To house the growing number of new arrivals, the government has been scrambling to take over hotels, office spaces and industrial sites, sparking hundreds of peaceful protests across Ireland. Communities were irked by the abrasiveness of the policy: asylum seekers were deposited around the country, often at night and with little notice given to locals, who had no say in the matter.
Adding insult to injury, the government passed legislation in 2022 enabling it to waive planning laws when accommodating migrants. This means that while a couple must apply to the local council for planning to build a family home in Coolock, the government can repurpose a factory, licensed only for business, to house thousands of foreigners without council permission.
This is a good deal for landlords, who are paid handsomely with taxpayer money (it’s now often more lucrative to house migrants than hotel guests in Ireland). It also works out well for the government, who have a freer hand to place migrants anywhere in the country, thus fulfilling their much-vaunted “international obligations”. They also score a blow against Sinn Fein, their main rivals, who typically enjoy strong support in deprived areas like Coolock and have taken most of the political flak for the government’s enthusiasm for mass migration.

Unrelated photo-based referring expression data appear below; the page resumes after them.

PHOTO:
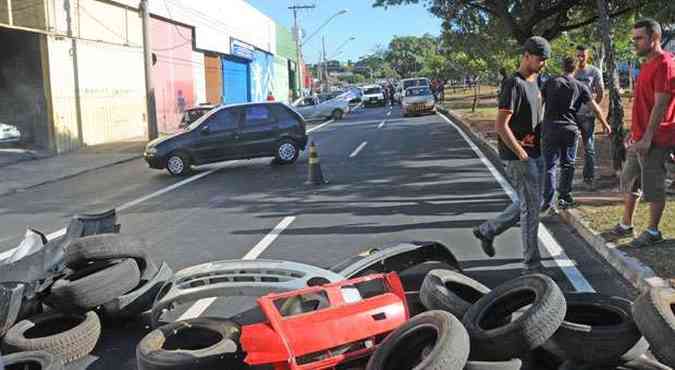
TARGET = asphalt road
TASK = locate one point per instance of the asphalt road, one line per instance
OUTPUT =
(390, 179)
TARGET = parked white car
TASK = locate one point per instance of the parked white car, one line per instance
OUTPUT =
(312, 108)
(373, 95)
(9, 133)
(418, 100)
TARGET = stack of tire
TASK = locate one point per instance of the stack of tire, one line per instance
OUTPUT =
(496, 329)
(107, 274)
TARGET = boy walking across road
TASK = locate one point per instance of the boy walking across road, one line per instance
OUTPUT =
(563, 98)
(518, 119)
(652, 134)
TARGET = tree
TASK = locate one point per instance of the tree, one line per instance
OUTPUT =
(521, 19)
(615, 105)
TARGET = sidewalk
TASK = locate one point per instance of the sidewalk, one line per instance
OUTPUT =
(643, 268)
(21, 171)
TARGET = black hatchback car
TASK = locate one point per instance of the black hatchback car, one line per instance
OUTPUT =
(228, 132)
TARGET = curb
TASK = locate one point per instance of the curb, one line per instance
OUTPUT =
(70, 175)
(640, 276)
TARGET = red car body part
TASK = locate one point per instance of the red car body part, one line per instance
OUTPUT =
(346, 328)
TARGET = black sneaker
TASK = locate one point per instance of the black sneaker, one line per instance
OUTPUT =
(619, 232)
(567, 202)
(590, 184)
(485, 242)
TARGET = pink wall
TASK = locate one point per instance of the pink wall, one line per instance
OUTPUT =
(172, 73)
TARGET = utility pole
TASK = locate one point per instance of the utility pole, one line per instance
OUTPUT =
(67, 6)
(149, 87)
(298, 46)
(325, 61)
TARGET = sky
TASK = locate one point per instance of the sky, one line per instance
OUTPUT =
(370, 26)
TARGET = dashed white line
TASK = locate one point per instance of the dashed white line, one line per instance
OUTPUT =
(320, 126)
(358, 149)
(553, 248)
(201, 305)
(269, 238)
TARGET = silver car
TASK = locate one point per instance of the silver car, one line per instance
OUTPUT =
(417, 100)
(312, 108)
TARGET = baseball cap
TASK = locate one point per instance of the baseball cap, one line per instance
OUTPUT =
(537, 45)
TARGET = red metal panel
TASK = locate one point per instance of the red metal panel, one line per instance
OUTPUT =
(282, 340)
(172, 73)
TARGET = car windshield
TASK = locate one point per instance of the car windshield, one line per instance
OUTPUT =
(166, 164)
(418, 91)
(411, 83)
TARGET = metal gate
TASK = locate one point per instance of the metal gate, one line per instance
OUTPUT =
(236, 83)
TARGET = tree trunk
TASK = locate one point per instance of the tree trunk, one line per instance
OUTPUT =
(615, 117)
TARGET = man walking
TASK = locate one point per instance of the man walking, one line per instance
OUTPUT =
(563, 98)
(520, 112)
(652, 134)
(591, 76)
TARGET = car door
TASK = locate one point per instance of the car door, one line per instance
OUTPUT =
(217, 138)
(258, 131)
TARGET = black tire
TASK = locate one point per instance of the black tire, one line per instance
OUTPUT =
(654, 314)
(67, 336)
(597, 329)
(337, 114)
(81, 251)
(138, 300)
(450, 291)
(178, 164)
(286, 152)
(88, 288)
(491, 341)
(502, 365)
(40, 360)
(434, 340)
(201, 343)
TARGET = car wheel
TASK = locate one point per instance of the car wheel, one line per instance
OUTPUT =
(337, 114)
(178, 164)
(287, 152)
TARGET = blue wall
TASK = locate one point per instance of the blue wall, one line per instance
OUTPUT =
(262, 76)
(236, 81)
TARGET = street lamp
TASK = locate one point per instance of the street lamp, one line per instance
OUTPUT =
(341, 12)
(339, 48)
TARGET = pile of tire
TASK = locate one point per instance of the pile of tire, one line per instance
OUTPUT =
(501, 328)
(108, 275)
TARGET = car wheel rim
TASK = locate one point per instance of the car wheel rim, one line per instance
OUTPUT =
(176, 164)
(286, 152)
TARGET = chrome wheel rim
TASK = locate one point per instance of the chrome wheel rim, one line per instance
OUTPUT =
(286, 152)
(176, 164)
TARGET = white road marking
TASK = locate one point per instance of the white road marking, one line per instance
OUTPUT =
(269, 238)
(358, 149)
(571, 272)
(201, 305)
(320, 126)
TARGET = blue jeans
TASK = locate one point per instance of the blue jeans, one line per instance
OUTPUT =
(587, 128)
(559, 145)
(527, 179)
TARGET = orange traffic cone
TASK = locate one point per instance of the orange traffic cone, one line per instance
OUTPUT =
(315, 176)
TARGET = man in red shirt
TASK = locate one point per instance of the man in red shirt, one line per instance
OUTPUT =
(652, 134)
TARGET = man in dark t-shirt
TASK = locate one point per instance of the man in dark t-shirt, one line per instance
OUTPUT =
(564, 96)
(518, 119)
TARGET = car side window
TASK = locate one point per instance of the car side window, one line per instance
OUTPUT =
(258, 115)
(226, 119)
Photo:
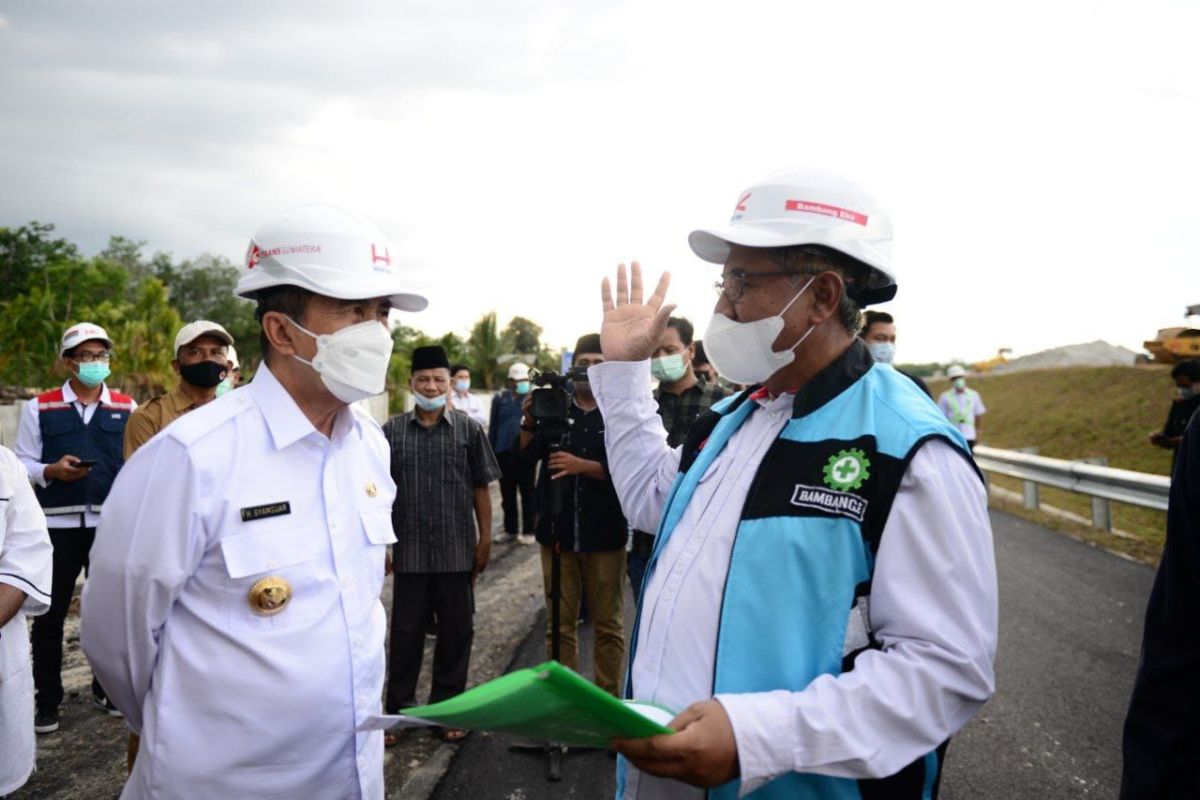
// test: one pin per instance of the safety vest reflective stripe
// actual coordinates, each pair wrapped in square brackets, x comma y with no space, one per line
[60,510]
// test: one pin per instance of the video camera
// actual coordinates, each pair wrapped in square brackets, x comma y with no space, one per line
[550,404]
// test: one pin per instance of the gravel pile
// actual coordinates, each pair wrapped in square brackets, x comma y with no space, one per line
[1092,354]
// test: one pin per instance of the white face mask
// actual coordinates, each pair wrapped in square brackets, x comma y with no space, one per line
[352,362]
[882,352]
[742,352]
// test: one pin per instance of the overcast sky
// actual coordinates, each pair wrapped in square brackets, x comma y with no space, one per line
[1039,158]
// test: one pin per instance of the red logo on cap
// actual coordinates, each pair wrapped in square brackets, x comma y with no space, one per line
[827,210]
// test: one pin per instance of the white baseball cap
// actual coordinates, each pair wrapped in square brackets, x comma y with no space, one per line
[195,330]
[328,251]
[809,206]
[83,332]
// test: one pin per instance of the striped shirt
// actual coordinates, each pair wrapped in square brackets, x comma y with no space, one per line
[437,470]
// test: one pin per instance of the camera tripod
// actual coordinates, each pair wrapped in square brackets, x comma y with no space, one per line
[553,507]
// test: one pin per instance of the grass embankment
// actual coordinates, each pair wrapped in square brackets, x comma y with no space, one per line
[1083,413]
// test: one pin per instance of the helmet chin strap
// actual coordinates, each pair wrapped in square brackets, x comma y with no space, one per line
[790,304]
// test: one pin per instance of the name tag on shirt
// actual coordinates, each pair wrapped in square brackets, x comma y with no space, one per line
[262,512]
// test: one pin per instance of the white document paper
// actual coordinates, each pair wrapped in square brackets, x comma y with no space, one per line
[385,721]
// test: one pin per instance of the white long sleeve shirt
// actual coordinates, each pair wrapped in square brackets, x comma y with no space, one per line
[25,559]
[231,703]
[29,449]
[933,605]
[471,404]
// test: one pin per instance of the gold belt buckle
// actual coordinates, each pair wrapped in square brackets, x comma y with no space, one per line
[270,595]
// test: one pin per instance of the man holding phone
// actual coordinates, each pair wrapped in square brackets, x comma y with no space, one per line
[70,441]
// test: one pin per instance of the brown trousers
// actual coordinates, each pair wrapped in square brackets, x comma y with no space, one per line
[603,576]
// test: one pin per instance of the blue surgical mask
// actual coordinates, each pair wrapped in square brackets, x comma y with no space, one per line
[429,403]
[882,352]
[669,368]
[94,373]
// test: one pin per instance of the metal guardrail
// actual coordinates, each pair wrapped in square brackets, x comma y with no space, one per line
[1087,476]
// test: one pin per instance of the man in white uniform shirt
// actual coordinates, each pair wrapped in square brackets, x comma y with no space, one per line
[461,397]
[821,600]
[25,559]
[233,611]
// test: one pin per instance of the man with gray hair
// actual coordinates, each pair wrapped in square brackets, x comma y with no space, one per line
[233,612]
[821,601]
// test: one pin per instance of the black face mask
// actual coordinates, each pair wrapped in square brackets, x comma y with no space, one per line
[204,374]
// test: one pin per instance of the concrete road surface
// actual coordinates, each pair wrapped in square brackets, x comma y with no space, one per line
[1071,629]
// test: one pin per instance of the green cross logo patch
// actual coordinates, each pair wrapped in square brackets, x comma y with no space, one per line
[846,470]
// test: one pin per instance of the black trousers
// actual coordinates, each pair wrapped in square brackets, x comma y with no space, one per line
[516,475]
[449,596]
[71,549]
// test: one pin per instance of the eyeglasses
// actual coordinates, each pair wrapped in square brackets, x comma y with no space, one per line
[88,358]
[735,282]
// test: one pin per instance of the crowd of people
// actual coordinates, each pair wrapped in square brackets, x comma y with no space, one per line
[802,525]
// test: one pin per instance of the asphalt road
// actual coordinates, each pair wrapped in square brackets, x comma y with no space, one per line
[1071,629]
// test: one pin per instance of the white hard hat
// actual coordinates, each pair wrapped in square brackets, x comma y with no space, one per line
[195,330]
[77,335]
[329,251]
[809,206]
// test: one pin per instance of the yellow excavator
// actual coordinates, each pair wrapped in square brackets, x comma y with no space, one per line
[1175,344]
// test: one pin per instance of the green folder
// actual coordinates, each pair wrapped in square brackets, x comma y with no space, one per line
[547,702]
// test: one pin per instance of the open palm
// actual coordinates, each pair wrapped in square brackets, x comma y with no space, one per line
[633,329]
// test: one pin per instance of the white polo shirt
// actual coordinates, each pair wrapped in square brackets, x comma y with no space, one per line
[228,702]
[25,558]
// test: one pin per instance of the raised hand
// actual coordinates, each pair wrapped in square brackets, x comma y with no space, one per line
[631,329]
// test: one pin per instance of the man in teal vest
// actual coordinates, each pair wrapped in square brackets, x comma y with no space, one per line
[820,606]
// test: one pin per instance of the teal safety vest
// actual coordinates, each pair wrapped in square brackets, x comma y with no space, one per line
[795,597]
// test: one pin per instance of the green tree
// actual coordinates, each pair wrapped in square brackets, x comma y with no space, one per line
[485,348]
[143,340]
[522,336]
[25,253]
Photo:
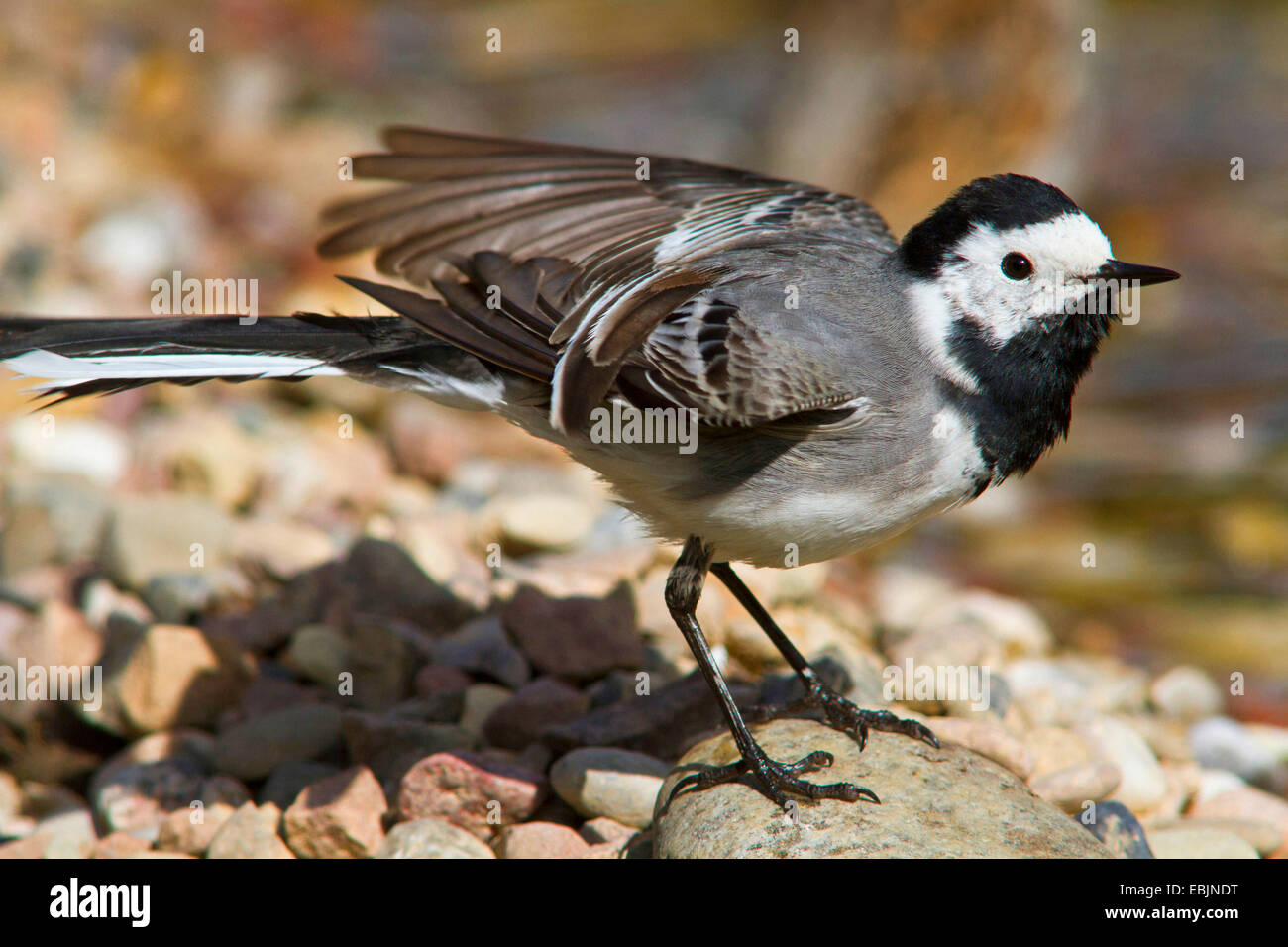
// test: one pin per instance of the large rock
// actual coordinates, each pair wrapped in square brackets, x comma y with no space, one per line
[947,802]
[168,676]
[575,638]
[338,817]
[252,750]
[163,534]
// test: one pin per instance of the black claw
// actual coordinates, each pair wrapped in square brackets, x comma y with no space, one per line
[777,780]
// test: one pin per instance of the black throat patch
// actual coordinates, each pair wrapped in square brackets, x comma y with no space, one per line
[1025,386]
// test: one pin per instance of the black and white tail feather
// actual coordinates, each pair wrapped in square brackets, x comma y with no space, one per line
[552,266]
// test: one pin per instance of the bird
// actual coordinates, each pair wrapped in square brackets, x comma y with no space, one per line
[841,384]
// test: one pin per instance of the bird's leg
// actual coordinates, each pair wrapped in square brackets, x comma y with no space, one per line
[841,714]
[776,780]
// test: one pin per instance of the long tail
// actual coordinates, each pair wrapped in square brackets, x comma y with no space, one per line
[75,357]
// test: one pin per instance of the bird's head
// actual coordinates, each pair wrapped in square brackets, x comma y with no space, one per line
[1014,287]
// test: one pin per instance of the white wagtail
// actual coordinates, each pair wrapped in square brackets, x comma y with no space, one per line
[844,384]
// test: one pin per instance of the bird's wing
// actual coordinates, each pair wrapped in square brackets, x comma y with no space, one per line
[606,244]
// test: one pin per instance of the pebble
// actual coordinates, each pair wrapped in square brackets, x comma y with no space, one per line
[31,847]
[601,831]
[390,744]
[1046,692]
[155,535]
[606,783]
[1016,625]
[471,789]
[483,647]
[661,723]
[250,832]
[1142,784]
[1247,802]
[1186,693]
[170,677]
[542,521]
[439,680]
[317,654]
[287,780]
[71,834]
[138,797]
[252,750]
[903,595]
[282,548]
[540,840]
[1073,787]
[1263,836]
[481,701]
[1117,828]
[988,740]
[338,817]
[1199,843]
[1055,749]
[192,830]
[179,598]
[945,802]
[1220,742]
[432,838]
[120,845]
[1214,783]
[532,710]
[384,581]
[575,638]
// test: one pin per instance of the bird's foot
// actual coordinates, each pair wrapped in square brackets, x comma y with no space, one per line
[777,780]
[844,715]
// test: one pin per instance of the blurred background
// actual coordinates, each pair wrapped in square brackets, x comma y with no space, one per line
[215,162]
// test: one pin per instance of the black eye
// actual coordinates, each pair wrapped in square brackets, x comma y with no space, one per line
[1017,266]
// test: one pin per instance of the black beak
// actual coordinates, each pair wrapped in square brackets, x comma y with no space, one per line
[1145,275]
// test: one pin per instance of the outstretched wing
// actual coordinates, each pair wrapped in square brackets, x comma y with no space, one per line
[601,245]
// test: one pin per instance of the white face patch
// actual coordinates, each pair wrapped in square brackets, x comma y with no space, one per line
[1065,254]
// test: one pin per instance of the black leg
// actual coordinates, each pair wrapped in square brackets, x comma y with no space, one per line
[841,714]
[776,780]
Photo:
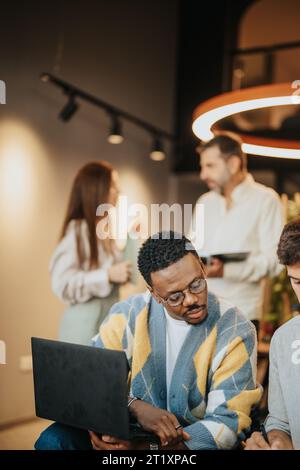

However, local communities are left out to dry. Residents living near the prospective migrant centre in Coolock tell me they have sent hundreds of emails to TDs and government departments objecting to the development, to no avail. Thus stonewalled, the people of Coolock staged a months-long protest to bend the government’s ear, which also proved unsuccessful. So, when the police arrived earlier this week, followed up by Ireland’s kevlar-clad gendarmerie, the frustration was ripe to turn into violence.
Ireland’s police force, An Garda Síochána, subscribes to the Peel principles of policing by consent. But there is little of that on the ground from communities reluctant to absorb vast numbers of asylum seekers – many of whom seem to be young, male economic migrants – and trust in the police is eroding in certain deprived areas. The government has more than 30 other large buildings in its sights to use as accommodation for asylum seekers, many of which will likely require police enforcement. It is probable that some of these will, like in Coolock, result in violence, further denting community support for the police, who have typically been respected and, unlike in the North, seen as apolitical.
Coolock is one of Ireland’s many left-behind neighbourhoods which are hit hardest by the influx of asylum seekers. The Crown Paints factory used to employ more than a hundred locals before it shut down in 2016 due to cheaper imports from overseas. The area is plagued by unemployment and crime, and locals are anxious about competing with an additional thousand migrants to get a hospital appointment or a school place.
But most of all, they are concerned about what the migrants will do to the fabric of their community. There are similar stories emerging across Ireland of gangs of young male migrants loitering in parks and on high streets, drinking and accosting women. Many do not speak English, so the government has employed translators to help them adjust to Irish life.
“We don’t have much, but we have each other,” was a popular refrain in Ireland during harder times. Now, the people of Coolock expect to have even less and will have to share what remains with strangers.